A self-confessed fan of Guru Dutt’s movies, she feels that her 85-minute documentary, In Search of Guru Dutt, is her best work. Through this documentary, she has captured some wonderful minds of Indian cinema that are no more, including Majrooh Sultanpuri, Kaifi Azmi, Johnny Walker and Raj Khosla.  Her excitement about this project has doubled since Shemaroo in India will release In Search of Guru Dutt in June 2011.

Asked if the current lot of Bollywood movies has the substance to make it big in the Oscars, she says, “The day an Indian film reflects the cultural, social and political reality in an original and powerful way, we will score in the West. Don’t forget, Satyajit Ray’s movies made a huge impact on Western film critics and audiences precisely because he was so rooted in Bengali culture yet told stories in a universal way. That mix is what moves world cinema audiences.” 

So how has the response in the West to Bollywood documentaries changed? Kabir says there were fewer “white” viewers when her first TV series Movie Mahal was shown on Channel 4. The buzz was felt mainly by the NRIs in the UK. But her last documentary, The Inner and Outer World of Shah Rukh Khan, which is now five years old, had a far wider reach and impact. For her extended work promoting Indian cinema in the UK, Kabir has won the first Women of Achievement Award in Arts & Culture in 1999.

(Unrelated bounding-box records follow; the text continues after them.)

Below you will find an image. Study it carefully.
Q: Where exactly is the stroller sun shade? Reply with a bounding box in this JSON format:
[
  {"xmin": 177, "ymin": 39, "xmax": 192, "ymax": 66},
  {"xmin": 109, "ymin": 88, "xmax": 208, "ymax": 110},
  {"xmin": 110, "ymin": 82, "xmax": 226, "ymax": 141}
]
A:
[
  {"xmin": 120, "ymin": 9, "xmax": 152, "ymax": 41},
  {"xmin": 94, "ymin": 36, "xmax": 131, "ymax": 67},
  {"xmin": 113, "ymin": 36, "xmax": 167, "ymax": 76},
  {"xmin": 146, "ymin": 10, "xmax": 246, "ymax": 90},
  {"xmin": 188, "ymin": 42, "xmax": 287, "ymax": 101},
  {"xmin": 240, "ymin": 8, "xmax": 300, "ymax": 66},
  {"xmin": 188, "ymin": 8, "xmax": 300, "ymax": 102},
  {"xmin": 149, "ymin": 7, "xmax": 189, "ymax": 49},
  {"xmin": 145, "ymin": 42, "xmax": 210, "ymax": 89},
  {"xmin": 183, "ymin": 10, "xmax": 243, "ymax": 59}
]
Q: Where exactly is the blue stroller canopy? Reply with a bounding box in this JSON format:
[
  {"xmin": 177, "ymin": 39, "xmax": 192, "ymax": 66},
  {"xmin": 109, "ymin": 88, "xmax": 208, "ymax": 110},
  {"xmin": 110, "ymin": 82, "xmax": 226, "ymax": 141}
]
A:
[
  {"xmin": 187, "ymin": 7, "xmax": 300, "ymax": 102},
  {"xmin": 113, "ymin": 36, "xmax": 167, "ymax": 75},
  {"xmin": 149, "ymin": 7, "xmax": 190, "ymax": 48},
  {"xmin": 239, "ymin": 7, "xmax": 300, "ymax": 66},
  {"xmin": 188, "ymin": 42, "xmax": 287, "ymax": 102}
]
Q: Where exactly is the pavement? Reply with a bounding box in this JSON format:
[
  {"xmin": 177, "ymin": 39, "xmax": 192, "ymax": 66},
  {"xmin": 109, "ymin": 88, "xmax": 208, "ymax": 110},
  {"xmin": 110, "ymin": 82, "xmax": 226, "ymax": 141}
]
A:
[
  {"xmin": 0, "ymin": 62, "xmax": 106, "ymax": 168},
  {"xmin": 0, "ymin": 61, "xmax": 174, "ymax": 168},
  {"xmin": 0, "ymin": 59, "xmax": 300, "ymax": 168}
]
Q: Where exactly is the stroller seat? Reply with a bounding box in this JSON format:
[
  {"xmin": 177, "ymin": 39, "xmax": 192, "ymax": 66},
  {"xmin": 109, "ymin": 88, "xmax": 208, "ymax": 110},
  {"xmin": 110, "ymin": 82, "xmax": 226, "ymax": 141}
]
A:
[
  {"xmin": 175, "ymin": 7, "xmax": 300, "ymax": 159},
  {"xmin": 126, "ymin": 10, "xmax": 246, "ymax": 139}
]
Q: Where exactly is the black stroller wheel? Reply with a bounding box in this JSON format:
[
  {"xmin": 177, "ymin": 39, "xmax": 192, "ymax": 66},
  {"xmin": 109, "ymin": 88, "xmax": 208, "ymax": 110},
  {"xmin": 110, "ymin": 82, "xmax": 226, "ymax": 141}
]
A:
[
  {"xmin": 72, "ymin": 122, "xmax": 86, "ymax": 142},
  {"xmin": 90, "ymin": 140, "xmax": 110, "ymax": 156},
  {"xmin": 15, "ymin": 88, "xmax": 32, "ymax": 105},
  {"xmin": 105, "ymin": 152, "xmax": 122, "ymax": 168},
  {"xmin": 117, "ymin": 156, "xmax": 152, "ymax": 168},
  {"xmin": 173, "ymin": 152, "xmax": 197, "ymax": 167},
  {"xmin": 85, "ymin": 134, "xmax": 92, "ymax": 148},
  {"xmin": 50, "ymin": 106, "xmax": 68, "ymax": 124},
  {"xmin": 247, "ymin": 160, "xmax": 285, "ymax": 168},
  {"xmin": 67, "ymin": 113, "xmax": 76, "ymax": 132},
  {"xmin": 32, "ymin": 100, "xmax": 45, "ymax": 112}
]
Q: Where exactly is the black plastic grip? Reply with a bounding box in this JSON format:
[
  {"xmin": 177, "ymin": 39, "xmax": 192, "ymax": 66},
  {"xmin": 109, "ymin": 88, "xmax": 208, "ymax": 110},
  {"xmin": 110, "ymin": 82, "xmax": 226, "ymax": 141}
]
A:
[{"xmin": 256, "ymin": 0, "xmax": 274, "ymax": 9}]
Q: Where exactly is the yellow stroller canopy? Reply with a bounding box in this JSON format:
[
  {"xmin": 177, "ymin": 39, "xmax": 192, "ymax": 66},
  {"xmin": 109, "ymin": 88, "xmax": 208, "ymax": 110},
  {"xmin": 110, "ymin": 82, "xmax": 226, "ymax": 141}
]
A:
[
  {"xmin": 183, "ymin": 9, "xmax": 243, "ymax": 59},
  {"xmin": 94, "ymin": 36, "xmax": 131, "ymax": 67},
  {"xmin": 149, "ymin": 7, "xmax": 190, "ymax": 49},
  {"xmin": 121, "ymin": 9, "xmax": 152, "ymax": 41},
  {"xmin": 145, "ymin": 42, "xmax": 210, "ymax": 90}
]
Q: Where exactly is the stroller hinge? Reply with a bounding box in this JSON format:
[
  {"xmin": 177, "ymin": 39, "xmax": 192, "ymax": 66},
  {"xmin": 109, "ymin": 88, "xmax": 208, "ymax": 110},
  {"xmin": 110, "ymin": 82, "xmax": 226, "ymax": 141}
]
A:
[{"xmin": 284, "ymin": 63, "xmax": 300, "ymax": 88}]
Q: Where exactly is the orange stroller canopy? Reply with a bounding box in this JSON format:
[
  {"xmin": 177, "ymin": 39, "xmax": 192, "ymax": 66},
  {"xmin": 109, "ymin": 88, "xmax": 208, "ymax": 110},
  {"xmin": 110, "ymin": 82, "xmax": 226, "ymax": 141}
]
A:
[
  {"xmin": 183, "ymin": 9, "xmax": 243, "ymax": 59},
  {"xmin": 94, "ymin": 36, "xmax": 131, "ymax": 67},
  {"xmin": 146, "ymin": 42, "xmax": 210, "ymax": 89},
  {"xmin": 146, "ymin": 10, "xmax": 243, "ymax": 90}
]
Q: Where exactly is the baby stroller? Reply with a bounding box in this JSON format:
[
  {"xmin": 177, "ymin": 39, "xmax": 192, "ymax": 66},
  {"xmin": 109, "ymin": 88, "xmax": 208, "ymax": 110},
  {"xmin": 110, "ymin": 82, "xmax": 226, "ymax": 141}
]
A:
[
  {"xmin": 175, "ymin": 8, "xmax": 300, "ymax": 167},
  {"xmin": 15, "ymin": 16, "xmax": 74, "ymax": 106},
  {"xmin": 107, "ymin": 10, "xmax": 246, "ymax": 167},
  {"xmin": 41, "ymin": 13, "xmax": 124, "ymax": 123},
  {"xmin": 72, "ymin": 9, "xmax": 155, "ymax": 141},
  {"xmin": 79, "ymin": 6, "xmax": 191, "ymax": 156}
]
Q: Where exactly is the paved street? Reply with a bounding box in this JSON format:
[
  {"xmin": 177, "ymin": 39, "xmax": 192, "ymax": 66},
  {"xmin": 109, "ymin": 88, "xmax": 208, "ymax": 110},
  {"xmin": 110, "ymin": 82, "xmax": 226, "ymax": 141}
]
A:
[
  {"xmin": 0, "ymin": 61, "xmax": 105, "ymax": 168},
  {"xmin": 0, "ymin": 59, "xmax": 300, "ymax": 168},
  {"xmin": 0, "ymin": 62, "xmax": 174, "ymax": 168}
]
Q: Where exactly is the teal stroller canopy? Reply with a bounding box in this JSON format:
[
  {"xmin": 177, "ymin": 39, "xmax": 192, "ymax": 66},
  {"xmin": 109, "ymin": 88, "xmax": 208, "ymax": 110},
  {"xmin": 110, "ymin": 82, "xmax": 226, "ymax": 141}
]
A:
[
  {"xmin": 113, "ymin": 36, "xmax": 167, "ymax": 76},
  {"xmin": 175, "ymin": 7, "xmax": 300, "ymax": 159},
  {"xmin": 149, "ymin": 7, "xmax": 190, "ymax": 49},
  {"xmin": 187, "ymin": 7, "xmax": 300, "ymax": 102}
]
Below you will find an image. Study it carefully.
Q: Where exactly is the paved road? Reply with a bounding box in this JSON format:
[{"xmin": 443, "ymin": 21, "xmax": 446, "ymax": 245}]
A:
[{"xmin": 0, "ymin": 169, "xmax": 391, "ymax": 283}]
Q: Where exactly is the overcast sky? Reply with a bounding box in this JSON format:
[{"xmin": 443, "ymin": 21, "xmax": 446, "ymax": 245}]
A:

Not the one to sit idle, Kabir has already embarked on her next book, The Dialogue of Devdas, Bimal Roy’s Immortal Classic. This work will also be published in a four-language format, with forewords by Bimal Roy’s family and include an extensive commentary on this fine film.

With increasing access to Bollywood stars through Twitter and Facebook, documentaries and books may not seem to be important. But the author insists: “Books will always provide more information and deeper insight into an artist’s thinking because there is a lot more research and time behind such work. Also, books become resource material that should, we hope, last longer than a tweet!” Agreed, as this statement comes from someone whom Shyam Benegal considers a scholar on period cinemas, especially 1950s and early 1960s.